GP Dr David Turner considers whether we are overdiagnosing adults and children with ADHD
The symptoms of ADHD were identified as far back as 1798. Sir Alexander Crichton, a Scottish doctor, noticed some people were easily distracted and unable to focus on their activities in the way others could.
What is now called ADHD first appeared in 1968 in the DSM-2 – the second edition of the US Diagnostic and Statistical Manual of Mental Disorders. The publication of the DSM-3 in 1980 expanded the definition of ADHD to include adolescents. It was further subdivided into two categories: ADD with hyperactivity and ADD without hyperactivity.

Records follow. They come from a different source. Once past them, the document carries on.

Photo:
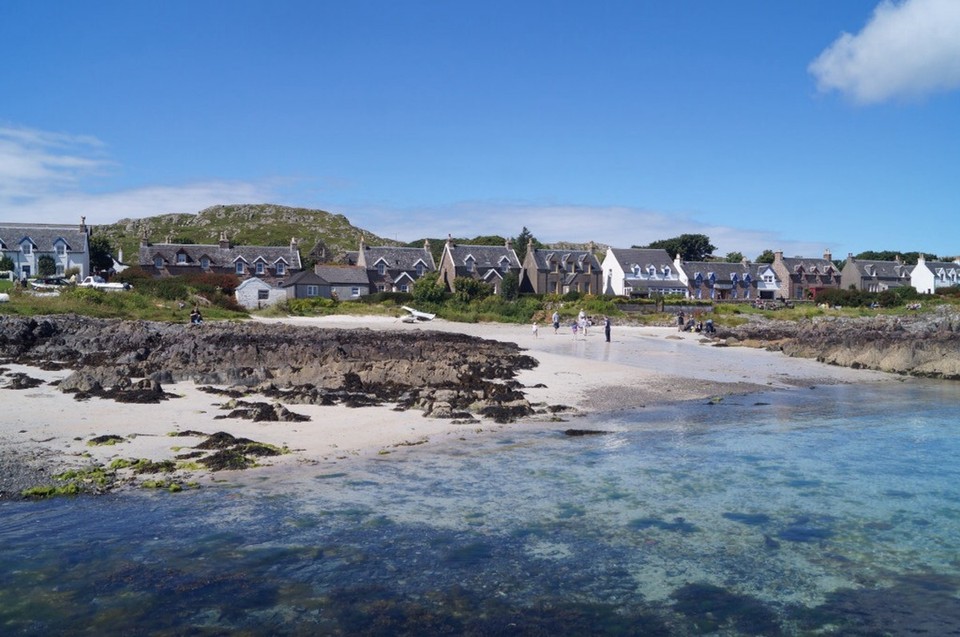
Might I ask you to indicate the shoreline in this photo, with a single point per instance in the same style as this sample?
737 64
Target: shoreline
47 431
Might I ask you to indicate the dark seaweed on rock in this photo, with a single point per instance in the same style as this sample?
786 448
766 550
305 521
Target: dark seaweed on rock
356 367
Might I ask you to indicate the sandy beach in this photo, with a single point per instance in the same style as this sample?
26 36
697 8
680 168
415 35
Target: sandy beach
640 366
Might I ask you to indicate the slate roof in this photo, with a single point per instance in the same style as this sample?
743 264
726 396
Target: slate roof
343 274
543 259
220 257
43 237
643 257
880 269
484 256
397 258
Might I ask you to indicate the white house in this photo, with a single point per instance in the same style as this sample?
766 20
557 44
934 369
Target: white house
640 272
26 245
928 276
255 293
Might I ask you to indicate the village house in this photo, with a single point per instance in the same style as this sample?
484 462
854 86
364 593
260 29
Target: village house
269 263
66 246
486 263
804 277
343 282
640 272
548 271
874 276
255 293
722 281
929 276
394 269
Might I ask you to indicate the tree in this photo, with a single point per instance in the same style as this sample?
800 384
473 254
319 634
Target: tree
766 256
100 253
510 287
522 240
466 289
690 247
734 257
46 266
428 289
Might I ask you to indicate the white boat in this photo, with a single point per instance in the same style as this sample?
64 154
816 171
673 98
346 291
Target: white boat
416 315
97 283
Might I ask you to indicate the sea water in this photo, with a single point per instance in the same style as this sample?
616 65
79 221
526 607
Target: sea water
830 510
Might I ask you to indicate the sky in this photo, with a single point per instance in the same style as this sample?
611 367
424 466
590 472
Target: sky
799 125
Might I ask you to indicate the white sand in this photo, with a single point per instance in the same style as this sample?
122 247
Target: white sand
642 365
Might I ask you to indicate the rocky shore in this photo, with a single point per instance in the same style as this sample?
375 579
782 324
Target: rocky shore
444 374
926 345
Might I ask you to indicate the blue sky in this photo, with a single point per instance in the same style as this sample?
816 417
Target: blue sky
797 125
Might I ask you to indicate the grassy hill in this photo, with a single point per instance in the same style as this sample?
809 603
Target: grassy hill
245 224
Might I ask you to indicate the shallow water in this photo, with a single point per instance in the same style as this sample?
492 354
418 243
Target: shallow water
832 510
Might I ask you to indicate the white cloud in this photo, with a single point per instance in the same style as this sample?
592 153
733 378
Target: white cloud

In 1987, the subtypes were removed, and the disorder became known as ADHD.
Cases began to climb significantly in the 1990s. This may be partly due to doctors being able to diagnose the condition more readily, as well as to increased awareness of the condition, in part helped by famous individuals going public with their own diagnosis of ADHD.
Statements by celebrities such as Johnny Depp, Emma Watson and Michael Phelps are likely to have reduced the stigma and led to demand among adults and children to be tested for the condition. This may have fuelled the increase in diagnoses and suspected cases we now see.
The current UK population prevalence estimate is 5% among 10- to 14-year-olds and 3%-4% among adults.1 This equates to around 2.6 million people in the UK with an ADHD diagnosis. It is more commonly diagnosed in men than women, and women are thought to be better at ‘masking’ the condition.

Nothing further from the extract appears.